In Gerhards Artikel geht es allerdings angeblich auch um meinen Ursprungsartikel hier. Mir ging es gerade nicht um die Encuentros (das habe ich auch deutlichst formuliert). Mir ging es um mehrtägige Tangoveranstaltungen und meine persönlichen Beobachtungen nach der Rückkehr in den Alltag. Offensichtlich ist Gerhard aber an diesem Thema gar nicht interessiert. Deswegen greift er zu seinem üblichen Mitteln um mir meine vermeintlichen Schlechtigkeiten vorzuhalten. Da wäre (wieder einmal) die Fundamental-Opposition (wen wundert's, er ist „dagegen“), das unvolllständige Zitieren (ohne oder nur mit sehr ungenauer Quellenangabe), wenn er sich zur Sache nicht äußern kann, wird es (wie häufiger) persönlich (seine offensichtlich unverarbeitete weltanschauliche Sozialisation spielt dabei eine erhebliche Rolle) … und … und … Das ist ja nicht das erste Mal, es wiederholt sich. Es ist Gerhards gutes Recht sich hier erneut an meinen Texten zu reiben. Es bringt allerdings m.E. keinen Erkenntnisgewinn, seine Beiträge werden nur wieder einmal schriller und er verpasst erneut die Möglichkeit sich zur Sache zu äußern. Das finde ich langweilig und schade…
Deinen Link auf Gerhards Text lasse ich jetzt einfach stehen; ich will mich einfach nicht dem Vorwurf der „Zensur“ aussetzen.
Wer ist Gerhard Riedl?! Der Hund bellt, die Karawane zieht weiter!
Sehen wir es positiv: Wenn jemand so extrem gestrickt ist, weiß
jede(r) ja wenigstens sofort, woran man/frau ist! Gilt auch für Nachbarn im Wohnviertel und am Arbeitsplatz!
Beste Grüße!
Das ist wieder typisch!!!!! Cassiel glänzt wieder durch seine unerträgliche Arroganz und kanzelt den Riedel ab.
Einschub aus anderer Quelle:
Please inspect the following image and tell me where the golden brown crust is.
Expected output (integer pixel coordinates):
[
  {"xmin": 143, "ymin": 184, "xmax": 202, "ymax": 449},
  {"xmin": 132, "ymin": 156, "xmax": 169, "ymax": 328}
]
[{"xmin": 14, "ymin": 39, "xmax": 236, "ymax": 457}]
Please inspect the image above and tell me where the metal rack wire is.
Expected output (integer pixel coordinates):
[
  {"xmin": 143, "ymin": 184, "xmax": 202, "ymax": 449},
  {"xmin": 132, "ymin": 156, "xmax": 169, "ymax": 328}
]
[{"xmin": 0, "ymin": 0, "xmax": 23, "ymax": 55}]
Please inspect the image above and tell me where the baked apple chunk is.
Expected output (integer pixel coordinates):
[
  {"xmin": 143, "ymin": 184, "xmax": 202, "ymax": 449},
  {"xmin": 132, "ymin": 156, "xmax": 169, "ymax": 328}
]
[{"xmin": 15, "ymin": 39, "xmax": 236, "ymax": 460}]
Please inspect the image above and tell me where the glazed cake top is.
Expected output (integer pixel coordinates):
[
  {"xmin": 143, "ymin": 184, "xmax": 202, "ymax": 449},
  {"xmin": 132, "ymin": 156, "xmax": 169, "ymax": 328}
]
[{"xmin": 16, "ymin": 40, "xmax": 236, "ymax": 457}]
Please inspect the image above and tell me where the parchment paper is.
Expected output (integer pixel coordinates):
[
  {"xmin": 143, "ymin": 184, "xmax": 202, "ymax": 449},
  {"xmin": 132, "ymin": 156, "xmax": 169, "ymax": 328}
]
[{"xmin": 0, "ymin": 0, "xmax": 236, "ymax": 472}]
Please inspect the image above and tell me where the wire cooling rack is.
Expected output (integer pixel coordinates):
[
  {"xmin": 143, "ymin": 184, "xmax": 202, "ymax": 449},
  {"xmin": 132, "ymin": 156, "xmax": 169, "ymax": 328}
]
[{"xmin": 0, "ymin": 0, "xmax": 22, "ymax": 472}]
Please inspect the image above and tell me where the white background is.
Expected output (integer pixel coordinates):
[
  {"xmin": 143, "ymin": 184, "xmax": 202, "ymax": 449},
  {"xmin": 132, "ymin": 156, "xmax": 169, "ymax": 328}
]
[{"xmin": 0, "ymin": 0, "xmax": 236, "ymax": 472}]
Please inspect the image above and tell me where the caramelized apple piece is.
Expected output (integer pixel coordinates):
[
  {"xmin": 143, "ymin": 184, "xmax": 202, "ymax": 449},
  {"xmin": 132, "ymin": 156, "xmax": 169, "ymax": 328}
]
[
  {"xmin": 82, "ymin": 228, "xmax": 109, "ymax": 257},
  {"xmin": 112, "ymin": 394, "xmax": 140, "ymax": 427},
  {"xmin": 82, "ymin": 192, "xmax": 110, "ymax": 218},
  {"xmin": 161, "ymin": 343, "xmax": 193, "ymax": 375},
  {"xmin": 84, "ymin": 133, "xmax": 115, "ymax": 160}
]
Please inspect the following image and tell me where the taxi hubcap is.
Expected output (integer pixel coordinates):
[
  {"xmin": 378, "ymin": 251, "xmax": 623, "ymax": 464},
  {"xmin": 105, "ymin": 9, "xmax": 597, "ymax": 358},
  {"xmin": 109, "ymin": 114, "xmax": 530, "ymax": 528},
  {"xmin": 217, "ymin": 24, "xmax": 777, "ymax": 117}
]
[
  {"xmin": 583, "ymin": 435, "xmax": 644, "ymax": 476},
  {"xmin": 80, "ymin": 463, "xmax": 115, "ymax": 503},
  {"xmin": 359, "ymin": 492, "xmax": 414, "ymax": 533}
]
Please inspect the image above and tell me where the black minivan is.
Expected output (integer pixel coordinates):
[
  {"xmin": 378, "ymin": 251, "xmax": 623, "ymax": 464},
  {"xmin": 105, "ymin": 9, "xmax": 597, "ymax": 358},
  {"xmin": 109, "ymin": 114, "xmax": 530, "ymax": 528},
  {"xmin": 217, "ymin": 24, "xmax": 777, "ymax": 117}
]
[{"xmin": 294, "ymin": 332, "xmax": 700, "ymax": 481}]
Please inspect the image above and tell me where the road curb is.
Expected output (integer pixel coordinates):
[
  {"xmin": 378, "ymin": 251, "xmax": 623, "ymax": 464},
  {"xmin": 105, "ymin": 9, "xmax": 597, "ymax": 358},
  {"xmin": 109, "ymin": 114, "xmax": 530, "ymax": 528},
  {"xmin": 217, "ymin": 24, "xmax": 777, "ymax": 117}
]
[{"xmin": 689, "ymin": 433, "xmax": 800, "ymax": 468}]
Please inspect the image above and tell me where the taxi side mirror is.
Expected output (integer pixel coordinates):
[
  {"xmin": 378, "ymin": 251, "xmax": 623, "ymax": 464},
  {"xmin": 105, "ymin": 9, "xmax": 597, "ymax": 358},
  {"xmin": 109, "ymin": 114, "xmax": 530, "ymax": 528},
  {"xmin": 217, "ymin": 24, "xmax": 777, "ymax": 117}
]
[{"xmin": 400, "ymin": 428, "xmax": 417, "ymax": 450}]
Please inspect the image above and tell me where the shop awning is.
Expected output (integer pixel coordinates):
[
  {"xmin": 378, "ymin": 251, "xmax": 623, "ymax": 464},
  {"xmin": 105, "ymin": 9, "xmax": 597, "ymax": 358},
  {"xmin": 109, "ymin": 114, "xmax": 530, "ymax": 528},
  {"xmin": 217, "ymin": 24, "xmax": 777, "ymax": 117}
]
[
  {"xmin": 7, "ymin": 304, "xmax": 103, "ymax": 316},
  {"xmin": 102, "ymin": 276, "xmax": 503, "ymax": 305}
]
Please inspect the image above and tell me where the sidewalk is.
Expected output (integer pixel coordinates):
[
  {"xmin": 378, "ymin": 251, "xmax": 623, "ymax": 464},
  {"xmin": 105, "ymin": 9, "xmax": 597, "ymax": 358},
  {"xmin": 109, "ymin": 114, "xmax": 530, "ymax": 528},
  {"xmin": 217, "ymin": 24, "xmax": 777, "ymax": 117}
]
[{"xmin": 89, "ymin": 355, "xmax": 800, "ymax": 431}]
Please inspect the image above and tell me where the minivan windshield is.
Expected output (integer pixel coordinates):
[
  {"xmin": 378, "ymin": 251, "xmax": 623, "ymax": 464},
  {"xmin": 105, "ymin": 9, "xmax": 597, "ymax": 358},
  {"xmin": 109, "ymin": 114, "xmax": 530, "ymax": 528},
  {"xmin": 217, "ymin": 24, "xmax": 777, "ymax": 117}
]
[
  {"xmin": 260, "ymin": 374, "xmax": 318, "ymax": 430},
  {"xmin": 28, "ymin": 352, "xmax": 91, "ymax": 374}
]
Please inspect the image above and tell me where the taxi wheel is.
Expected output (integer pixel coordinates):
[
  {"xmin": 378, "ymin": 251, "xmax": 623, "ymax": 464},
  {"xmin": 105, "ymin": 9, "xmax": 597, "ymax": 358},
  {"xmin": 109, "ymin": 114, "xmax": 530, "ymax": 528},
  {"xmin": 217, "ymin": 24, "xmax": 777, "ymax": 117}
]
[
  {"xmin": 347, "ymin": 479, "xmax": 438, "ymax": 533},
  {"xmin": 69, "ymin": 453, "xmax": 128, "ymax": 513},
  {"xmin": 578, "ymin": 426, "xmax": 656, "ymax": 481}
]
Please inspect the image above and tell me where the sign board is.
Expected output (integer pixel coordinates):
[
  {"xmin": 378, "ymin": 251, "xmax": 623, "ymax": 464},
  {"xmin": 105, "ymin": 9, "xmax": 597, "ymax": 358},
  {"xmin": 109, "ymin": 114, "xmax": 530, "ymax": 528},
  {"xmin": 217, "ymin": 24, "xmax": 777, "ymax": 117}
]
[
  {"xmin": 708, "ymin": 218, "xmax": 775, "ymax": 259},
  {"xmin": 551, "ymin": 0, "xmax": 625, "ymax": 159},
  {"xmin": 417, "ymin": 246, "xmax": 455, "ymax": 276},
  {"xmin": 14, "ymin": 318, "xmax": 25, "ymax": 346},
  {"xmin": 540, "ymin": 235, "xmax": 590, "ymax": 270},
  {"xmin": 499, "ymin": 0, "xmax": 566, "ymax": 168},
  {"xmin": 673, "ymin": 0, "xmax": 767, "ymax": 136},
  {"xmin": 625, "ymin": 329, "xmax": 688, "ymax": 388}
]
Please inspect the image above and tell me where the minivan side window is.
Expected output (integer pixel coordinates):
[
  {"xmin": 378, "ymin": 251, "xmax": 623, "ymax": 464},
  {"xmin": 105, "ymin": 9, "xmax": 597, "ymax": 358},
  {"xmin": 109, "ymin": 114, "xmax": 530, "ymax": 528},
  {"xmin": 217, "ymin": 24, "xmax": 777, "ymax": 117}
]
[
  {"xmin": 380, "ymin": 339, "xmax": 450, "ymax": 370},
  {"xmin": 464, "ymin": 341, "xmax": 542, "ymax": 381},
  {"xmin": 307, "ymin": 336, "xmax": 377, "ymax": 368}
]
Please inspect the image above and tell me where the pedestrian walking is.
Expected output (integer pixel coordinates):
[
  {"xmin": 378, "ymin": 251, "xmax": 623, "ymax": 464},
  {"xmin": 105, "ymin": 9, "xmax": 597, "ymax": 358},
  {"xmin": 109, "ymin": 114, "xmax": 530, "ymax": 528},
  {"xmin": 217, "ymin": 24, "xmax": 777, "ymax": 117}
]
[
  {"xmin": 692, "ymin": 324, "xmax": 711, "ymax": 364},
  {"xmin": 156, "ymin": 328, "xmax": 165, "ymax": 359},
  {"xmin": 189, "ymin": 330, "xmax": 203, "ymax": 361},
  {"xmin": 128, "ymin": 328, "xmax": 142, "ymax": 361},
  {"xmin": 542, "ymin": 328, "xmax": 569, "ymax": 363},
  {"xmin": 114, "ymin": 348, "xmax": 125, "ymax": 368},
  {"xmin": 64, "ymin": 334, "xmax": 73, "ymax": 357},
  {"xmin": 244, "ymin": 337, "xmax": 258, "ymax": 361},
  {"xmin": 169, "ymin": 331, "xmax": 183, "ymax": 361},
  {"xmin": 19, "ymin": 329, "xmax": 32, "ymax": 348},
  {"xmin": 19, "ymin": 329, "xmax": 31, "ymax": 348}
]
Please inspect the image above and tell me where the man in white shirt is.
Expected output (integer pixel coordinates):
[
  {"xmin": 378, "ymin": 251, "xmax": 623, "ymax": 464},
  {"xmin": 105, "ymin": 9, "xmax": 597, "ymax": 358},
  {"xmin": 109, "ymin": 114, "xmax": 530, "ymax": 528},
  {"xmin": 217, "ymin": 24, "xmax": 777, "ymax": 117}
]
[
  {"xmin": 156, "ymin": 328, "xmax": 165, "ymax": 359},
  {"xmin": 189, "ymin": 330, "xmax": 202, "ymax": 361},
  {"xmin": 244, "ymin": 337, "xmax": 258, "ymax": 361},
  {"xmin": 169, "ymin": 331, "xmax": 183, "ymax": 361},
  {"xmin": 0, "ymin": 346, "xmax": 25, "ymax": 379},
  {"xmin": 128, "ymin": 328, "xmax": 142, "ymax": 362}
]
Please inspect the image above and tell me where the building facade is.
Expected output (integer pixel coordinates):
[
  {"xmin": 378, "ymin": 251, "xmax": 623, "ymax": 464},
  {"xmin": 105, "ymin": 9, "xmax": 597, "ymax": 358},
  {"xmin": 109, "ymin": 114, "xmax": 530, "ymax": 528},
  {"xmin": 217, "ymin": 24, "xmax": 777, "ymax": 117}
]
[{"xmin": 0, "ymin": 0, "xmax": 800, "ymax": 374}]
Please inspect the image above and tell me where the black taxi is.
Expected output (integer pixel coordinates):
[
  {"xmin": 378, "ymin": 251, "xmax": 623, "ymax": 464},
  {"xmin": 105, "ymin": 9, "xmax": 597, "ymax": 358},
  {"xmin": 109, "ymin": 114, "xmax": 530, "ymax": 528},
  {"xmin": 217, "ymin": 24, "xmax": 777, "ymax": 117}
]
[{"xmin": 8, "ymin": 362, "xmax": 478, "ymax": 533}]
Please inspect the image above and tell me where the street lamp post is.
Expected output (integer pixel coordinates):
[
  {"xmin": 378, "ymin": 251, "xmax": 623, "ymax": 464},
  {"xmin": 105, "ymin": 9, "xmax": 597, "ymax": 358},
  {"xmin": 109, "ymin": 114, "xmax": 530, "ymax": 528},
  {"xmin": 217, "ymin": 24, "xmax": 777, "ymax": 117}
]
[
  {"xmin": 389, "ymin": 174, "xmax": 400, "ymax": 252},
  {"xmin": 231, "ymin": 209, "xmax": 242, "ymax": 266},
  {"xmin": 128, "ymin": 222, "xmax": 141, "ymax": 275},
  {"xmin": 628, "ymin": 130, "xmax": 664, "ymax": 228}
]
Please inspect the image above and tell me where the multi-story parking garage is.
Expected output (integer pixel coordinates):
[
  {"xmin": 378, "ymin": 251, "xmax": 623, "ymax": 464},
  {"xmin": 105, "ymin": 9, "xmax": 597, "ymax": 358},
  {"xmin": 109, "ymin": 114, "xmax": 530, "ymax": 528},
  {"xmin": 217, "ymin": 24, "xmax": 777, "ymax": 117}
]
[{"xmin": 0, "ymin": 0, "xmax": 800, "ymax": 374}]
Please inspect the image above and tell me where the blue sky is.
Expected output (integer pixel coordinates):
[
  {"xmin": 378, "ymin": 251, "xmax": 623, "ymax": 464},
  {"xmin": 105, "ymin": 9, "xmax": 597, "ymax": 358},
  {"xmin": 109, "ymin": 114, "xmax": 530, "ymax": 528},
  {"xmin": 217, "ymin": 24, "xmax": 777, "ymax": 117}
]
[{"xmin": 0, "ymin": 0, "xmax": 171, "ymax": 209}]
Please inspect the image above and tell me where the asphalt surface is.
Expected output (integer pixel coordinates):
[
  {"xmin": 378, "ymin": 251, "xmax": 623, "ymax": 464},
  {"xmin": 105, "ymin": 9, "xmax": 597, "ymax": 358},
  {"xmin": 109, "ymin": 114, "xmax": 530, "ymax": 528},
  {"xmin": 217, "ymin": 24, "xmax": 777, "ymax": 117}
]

Einmal mehr spielt er kalt seine haushohe Überlegenheit aus. Dabei hat G.R. doch geschrieben: "Allerdings erlaube ich mir den Hinweis, dass besagter Blogger fast stets zur Stelle ist, wenn ich auf anderen Foren einmal etwas veröffentliche, auch ohne ihn dabei anzugreifen, ja nicht einmal zu nennen, zum Beispiel die Geschichte mit der Löschung auf der FB-Gruppe „Tango München“. Offenbar möchte er halt verhindern, dass meine Beiträge mehr Zustimmung finden als nötig."
@Anonym
Jetzt wird es aber schon ein wenig anstrengend. Wie soll ich es denn bitte anders machen? Entgegen der Vermutung von Gerhard, äußere ich mich nur extrem selten zu seinen Ansichten. In diesem Fall habe ich es in dem Forum tanzmitmir getan, weil ich die Begriffe „Zensur“ bzw. „Unterdrückung der Meinungsfreiheit“ dann doch etwas zu dick aufgetragen fand. Es gab von mir mehrere Diskussionsbeiträge in einem Tangoforum (dessen genuine Zweckbestimmung eben genau diese Diskussionen sind) auf einen werbenden Hinweis von Gerhard für seinen Artikel. Der Rest ist der schon aus anderen Situationen bekannte Verfolgungsmythos. Nein, ich verfolge Gerhard nicht, allerdings erlaube ich mir an und zu mit einer anderen Ansicht vorstellig zu werden, wenn Gerhard seine Ansichten in einem Diskussionsforum veröffentlicht. Wo Du die „Arroganz“ siehst, ist mir nicht klar.
Ich denke, an dieser Stelle können wir den thematischen Exkurs beenden und zum Ursprungsbeitrag zurückkehren …
... selber zurück aus dem Tango-Wochenende :-)))
Den Link zu Gerhard Riedl aufgemacht.
Noch zuviel positive Energie, um sowas länger als zwei Absätze lesen zu können.
Ich schicke Gerhard nun auch ein Lächeln - kleine zornige Kinder brauchen manchmal auch nur liebevolle Zuwendung.
Zurück zum Ursprungsbeitrag: Wünsche allen, dass es ihnen so gut geht oder besser wie mir im Moment.